TensorFlow Lite: Adventures in Scaling Production Models

As a Data Scientist, I not only need to know how to develop and train models, I also need to deploy them to production to actually perform a their intended function, be it add face filter on your silly video (think: Snapchat), or a personal assistant which answers questions fo you (think: Siri).

For a long time, the tool I most regularly used for building deep learning models is TensorFlow. I occasionally got questions about why I don't use Pytorch instead, since it's newer and requires less effort.
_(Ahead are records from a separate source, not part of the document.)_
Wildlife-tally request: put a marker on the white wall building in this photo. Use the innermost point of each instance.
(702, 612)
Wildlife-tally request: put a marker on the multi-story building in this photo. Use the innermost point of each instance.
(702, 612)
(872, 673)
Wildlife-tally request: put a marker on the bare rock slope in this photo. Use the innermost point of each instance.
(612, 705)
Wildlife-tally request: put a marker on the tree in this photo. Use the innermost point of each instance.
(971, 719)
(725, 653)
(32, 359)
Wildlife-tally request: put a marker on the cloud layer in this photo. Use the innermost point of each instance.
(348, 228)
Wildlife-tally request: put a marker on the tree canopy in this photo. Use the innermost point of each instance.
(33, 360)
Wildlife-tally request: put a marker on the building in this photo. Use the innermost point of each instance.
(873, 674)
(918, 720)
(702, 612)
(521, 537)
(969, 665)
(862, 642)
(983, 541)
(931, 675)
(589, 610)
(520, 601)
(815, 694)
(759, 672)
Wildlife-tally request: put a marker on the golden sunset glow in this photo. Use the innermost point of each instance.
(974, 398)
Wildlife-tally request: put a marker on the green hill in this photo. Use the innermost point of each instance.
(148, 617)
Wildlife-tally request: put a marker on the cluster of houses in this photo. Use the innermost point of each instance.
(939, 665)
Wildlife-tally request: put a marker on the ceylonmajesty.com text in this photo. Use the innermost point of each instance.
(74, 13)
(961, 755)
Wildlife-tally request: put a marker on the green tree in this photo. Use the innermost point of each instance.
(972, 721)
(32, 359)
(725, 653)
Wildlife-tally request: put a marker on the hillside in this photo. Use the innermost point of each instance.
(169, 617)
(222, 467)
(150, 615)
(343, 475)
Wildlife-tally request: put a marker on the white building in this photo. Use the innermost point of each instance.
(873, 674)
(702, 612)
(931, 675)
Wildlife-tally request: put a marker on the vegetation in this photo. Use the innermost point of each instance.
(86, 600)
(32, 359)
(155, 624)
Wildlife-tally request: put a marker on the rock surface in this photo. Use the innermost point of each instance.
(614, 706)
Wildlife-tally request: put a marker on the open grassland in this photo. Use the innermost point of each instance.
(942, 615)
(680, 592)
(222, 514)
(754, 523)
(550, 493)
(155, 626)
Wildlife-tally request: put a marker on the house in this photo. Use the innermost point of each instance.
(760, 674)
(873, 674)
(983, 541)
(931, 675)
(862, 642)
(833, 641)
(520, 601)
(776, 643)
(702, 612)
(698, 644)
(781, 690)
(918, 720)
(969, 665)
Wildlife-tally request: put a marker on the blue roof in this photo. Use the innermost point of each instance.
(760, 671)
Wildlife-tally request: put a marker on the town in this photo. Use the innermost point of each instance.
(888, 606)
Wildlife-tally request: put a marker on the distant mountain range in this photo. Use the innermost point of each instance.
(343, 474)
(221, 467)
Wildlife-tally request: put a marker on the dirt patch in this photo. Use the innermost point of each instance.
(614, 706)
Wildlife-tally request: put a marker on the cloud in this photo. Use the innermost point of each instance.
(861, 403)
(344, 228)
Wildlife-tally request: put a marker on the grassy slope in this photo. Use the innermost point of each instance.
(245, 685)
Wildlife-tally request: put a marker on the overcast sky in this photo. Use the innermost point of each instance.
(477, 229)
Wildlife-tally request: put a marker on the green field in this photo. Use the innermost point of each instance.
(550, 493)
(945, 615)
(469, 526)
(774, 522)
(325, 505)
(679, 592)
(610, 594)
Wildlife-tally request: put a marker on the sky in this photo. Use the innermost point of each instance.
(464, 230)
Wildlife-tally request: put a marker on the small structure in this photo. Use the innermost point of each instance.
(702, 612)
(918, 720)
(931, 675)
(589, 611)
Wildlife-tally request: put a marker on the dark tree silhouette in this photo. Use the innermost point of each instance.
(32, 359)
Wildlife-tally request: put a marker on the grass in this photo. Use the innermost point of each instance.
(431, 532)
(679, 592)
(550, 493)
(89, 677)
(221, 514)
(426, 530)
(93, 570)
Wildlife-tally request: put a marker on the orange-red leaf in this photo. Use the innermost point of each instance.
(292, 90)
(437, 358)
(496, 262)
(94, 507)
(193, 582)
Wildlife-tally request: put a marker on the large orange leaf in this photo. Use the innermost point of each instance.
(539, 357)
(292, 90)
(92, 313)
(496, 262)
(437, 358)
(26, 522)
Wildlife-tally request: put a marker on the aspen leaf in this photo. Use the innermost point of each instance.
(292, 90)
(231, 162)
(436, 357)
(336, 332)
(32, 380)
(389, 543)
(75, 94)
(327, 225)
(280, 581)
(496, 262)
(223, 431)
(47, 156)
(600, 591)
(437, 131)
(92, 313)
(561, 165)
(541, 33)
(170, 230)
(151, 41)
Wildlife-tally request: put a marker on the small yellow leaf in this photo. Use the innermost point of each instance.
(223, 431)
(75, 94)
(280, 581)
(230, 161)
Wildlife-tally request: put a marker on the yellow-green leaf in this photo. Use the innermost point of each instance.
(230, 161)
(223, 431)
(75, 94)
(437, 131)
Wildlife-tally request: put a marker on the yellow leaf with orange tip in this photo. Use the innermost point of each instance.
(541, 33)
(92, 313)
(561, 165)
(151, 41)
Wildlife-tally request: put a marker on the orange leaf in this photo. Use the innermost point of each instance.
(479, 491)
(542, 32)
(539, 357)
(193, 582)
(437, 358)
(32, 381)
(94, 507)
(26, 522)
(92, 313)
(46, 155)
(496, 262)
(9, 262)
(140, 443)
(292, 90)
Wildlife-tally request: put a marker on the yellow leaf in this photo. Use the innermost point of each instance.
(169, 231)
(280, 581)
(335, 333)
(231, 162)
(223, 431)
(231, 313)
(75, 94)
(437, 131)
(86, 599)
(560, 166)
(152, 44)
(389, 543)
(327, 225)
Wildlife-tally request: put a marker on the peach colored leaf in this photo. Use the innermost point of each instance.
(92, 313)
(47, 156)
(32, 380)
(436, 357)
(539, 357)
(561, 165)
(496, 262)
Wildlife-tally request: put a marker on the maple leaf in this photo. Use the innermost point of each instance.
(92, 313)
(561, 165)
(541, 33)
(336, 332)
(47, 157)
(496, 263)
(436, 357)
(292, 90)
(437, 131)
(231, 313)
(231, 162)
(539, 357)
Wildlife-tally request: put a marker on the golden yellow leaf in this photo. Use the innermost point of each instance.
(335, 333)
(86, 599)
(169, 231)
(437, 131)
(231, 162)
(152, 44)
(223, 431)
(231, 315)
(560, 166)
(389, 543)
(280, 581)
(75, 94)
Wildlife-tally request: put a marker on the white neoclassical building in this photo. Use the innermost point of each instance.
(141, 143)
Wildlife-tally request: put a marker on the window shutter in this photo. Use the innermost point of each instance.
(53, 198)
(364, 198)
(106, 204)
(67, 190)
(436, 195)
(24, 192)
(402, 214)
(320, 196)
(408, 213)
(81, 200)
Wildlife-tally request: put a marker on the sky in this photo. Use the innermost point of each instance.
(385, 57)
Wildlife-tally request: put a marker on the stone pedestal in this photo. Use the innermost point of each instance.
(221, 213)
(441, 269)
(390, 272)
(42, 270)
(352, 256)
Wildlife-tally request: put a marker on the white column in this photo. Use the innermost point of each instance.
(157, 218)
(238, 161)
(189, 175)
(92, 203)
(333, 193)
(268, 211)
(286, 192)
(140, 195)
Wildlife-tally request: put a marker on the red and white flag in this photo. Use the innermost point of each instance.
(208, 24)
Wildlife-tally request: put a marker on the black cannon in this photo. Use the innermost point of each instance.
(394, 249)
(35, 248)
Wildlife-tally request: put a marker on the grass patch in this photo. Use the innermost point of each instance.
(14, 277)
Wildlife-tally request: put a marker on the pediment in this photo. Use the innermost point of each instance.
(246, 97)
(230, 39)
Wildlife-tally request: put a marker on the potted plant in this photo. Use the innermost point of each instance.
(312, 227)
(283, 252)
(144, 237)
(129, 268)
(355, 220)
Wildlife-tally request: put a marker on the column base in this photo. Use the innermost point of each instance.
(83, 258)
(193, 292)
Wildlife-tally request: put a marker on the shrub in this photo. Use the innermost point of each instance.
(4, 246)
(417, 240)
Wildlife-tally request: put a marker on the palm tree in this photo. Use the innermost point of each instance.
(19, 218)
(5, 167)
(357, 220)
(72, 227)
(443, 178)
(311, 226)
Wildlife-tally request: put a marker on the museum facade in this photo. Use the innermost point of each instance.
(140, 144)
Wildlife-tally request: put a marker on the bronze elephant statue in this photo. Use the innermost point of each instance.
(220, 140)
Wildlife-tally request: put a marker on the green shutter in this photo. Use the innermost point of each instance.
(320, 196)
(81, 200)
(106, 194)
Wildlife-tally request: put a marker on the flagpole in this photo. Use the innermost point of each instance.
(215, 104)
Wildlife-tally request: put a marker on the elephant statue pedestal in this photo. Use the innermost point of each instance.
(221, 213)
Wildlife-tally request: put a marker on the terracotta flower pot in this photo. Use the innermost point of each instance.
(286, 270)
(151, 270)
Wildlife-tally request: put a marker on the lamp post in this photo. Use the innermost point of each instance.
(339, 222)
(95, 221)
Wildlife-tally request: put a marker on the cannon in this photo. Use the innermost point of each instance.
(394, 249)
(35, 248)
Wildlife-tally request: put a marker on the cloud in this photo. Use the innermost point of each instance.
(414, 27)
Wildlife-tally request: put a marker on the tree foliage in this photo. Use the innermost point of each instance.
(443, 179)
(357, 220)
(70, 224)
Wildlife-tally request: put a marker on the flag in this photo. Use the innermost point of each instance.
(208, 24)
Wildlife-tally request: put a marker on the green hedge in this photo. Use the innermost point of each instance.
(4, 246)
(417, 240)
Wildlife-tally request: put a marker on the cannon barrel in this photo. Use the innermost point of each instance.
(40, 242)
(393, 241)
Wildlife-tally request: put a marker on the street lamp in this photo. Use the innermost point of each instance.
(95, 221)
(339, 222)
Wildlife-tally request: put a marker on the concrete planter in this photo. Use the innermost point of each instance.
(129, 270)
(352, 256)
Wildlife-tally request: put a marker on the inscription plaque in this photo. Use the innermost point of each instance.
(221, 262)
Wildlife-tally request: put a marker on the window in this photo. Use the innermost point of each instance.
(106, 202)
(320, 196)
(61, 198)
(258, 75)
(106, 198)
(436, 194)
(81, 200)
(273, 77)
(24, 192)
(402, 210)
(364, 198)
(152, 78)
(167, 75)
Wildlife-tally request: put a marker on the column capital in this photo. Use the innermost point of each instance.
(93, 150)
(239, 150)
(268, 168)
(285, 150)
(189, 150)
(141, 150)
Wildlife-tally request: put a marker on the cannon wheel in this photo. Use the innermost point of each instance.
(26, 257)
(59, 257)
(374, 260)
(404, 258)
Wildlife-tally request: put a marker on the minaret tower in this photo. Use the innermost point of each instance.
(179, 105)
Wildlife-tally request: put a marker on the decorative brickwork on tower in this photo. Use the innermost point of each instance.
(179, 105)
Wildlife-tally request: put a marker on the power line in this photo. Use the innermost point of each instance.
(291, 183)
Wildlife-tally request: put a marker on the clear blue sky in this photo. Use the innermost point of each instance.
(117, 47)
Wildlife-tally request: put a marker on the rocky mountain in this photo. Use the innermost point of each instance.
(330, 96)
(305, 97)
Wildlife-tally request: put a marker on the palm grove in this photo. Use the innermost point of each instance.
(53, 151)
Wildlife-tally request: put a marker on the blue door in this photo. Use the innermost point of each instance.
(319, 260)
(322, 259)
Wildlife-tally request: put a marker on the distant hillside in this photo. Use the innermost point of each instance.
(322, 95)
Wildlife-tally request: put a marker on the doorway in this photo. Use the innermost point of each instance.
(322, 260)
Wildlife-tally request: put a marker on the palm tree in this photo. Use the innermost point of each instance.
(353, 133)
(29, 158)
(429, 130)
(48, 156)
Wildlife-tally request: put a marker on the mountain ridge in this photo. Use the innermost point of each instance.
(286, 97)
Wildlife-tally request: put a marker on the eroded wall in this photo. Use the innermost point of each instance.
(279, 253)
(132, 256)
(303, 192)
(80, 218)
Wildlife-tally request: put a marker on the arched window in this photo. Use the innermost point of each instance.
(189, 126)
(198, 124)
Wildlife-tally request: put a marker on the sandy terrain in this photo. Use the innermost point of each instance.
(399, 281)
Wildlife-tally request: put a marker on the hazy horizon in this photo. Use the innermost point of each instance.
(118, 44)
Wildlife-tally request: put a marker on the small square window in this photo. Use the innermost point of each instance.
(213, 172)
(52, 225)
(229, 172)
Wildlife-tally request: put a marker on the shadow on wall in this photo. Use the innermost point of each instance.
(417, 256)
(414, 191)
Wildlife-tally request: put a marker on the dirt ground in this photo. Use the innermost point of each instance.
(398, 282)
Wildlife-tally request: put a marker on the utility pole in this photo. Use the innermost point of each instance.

The answer is that I have actually used it, even since the time when it was recommended for “Research Use Only.” Back then, it caused quite a commotion with dynamic graphs! That took some getting used to. Fo all intents and purposes, it'd been easier for me to stick with TensorFlow. As it happens, when TensorFlow 2 came out it, too, used dynamic graphs, and at that point I felt I just had to get on board. Opting to stick with TensorFlow has been a Path of Least Resistance tactic, nothing more.

Anyhow, this is not a Tensorflow vs. Pytorch comparison. There are already way too many Medium articles which lay out all the differences. For now, my main interest is in introducing you to Tensorflow Lite.

From the authors:

TensorFlow Lite is an open source deep learning framework for on-device inference. Works in 4 Steps:

  • Pick a model: Pick a new model or retrain an existing one.
  • Convert: Convert a TensorFlow model into a compressed flat buffer with the TensorFlow Lite Converter.
  • Deploy: Take the compressed .tflite file and load it into a mobile or embedded device.
  • Optimize: Quantize by converting 32-bit floats to more efficient 8-bit integers or run on GPU.

To summarize, you can take an existing model.tf file and convert it to model.tflite which gives you added benefits like reducing file size (using quantization) and making it compatible with mobile devices. It's currently true that not all models can be converted, since some deep learning graph operations are not yet supported. Still, it's been my experience that they typically the core Tensorflow development team adds new operations pretty quickly. Personally, all my model conversions needs can be met with Tensorflow 2.4.0-rc1)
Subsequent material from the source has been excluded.